Let's imagine what could be happening to get convergence in probability but not convergence a.s. Let $\Omega=[0,1)$ endowed with the usual Lebesgue measure $\mathbb{P}$. Let $F_1^1:\Omega\to \{0,1\}$ be $1$ on the whole interval $[0,1)$. Let $F^2_1,F^2_2:\Omega\to\{0,1\}$ be such that $F^2_1$ is $1$ on the first half of $[0,1)$ and $0$ on the second half. Let $F^2_2$ be $1$ on the second half of $[0,1)$ and $0$ on the first. More generally, let $F^n_1,\ldots,F^n_n:[0,1)\to\{0,1\}$ be such that $F^n_k$ is $1$ on $[(k-1)/n,k/n)$ and zero on the rest of $[0,1)$.
Note that for $0<\epsilon<1$, $$\mathbb{P}(|F^n_k-0|>\epsilon)=1/n,$$ because the set where $|F^n_k-0|>\epsilon$ is $[(k-1)/n,k/n)$. So if $X_1,X_2,\ldots$ is an enumeration of $F^1_1,F^2_1,F^2_2,F^3_1,F^3_2,F^3_3,\ldots$, $X_m$ converges to $0$ in probability.
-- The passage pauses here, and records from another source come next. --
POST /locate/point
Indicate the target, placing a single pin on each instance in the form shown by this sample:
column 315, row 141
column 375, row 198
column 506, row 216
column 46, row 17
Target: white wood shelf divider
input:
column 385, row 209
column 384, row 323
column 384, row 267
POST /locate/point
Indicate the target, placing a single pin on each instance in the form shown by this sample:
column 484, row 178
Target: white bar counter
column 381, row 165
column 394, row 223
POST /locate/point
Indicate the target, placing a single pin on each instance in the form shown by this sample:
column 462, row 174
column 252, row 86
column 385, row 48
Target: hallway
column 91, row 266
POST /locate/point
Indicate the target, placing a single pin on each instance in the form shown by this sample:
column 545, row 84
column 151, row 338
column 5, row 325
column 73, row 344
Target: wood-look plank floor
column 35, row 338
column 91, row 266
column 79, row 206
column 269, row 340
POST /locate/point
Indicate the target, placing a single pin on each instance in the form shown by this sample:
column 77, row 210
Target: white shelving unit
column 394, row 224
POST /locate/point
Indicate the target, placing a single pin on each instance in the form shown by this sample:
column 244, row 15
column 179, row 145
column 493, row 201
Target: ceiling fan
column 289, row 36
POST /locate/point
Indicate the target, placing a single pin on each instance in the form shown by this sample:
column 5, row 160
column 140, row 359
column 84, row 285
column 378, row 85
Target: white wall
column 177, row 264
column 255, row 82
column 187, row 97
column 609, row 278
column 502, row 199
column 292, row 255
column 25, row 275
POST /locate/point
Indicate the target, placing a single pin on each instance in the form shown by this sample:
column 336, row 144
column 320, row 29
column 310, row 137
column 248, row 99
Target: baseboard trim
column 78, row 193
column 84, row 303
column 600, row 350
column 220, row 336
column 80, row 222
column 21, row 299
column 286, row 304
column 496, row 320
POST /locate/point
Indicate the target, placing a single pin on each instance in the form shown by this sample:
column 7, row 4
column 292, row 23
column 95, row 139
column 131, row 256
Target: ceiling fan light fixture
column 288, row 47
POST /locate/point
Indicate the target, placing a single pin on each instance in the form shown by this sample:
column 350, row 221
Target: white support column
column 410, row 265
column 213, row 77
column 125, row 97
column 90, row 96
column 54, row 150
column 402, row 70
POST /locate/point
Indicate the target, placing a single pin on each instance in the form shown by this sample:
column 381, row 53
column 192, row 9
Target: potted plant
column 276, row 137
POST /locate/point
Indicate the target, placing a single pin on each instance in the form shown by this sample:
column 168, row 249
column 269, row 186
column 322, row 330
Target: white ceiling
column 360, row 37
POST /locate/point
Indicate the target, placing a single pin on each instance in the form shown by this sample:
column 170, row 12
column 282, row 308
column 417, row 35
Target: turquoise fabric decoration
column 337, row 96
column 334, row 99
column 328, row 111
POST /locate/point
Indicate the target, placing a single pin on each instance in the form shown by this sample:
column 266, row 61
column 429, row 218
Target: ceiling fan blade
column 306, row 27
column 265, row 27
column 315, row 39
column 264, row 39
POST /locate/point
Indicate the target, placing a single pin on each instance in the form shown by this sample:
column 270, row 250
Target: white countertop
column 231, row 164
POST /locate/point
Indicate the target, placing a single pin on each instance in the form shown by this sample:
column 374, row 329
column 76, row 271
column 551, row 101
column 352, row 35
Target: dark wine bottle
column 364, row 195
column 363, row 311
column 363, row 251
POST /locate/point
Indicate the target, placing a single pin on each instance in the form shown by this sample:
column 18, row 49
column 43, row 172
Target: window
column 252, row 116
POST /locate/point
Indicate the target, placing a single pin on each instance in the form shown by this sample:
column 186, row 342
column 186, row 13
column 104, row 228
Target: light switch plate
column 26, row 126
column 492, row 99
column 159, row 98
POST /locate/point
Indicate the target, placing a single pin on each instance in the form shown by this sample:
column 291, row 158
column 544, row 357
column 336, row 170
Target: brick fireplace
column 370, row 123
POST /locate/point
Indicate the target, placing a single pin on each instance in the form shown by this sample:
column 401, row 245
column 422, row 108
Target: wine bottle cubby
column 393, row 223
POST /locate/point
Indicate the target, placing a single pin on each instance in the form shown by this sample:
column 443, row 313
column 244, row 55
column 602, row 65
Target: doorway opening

But for any particular point $\omega\in[0,1)$, $X_m(\omega)$ does not converge to $0$. This is because $X_m(\omega)$ will be $1$ for one of the functions $F^1_1$, one of the functions $F^2_1,F^2_2$, one of the functions $F^3_1,F^3_2,F^3_3$, etc. So these "bad sets" $A_m=\{\omega\in\Omega:|X_m-0|>\epsilon\}$ have probabilities going to zero, but they bounce around enough so that each point occurs in infinitely many of the $A_m$ (but it will take longer and longer between $m$ in which a particular $\omega$ appears). More specifically, the $A_m$ seequence is $A_1=[0,1)$, $A_2=[0,1/2)$, $A_3=[1/2,1)$, $A_4=[0,1/3)$, $A_5=[1/3,2/3)$, $A_6=[2/3,1)$, etc. So $\mathbb{P}(\{\omega\in\Omega:\lim_n X_n(\omega)=0\})=0$, not $1$.
If there were a sequence of iid random variables $Y_n$ such that $X_n=(Y_1+\ldots+Y_n)/n$, then this sequence would satisfy the weak law of large numbers but not the strong law, because $X_n$ converges to zero in probability but not a.s. However, there is no such sequence of $Y_i$ (indeed, one way to prove that there can be no such $Y_i$ is exactly because if it did exist, then the sample means $X_n$ would converge a.s. by SLLN).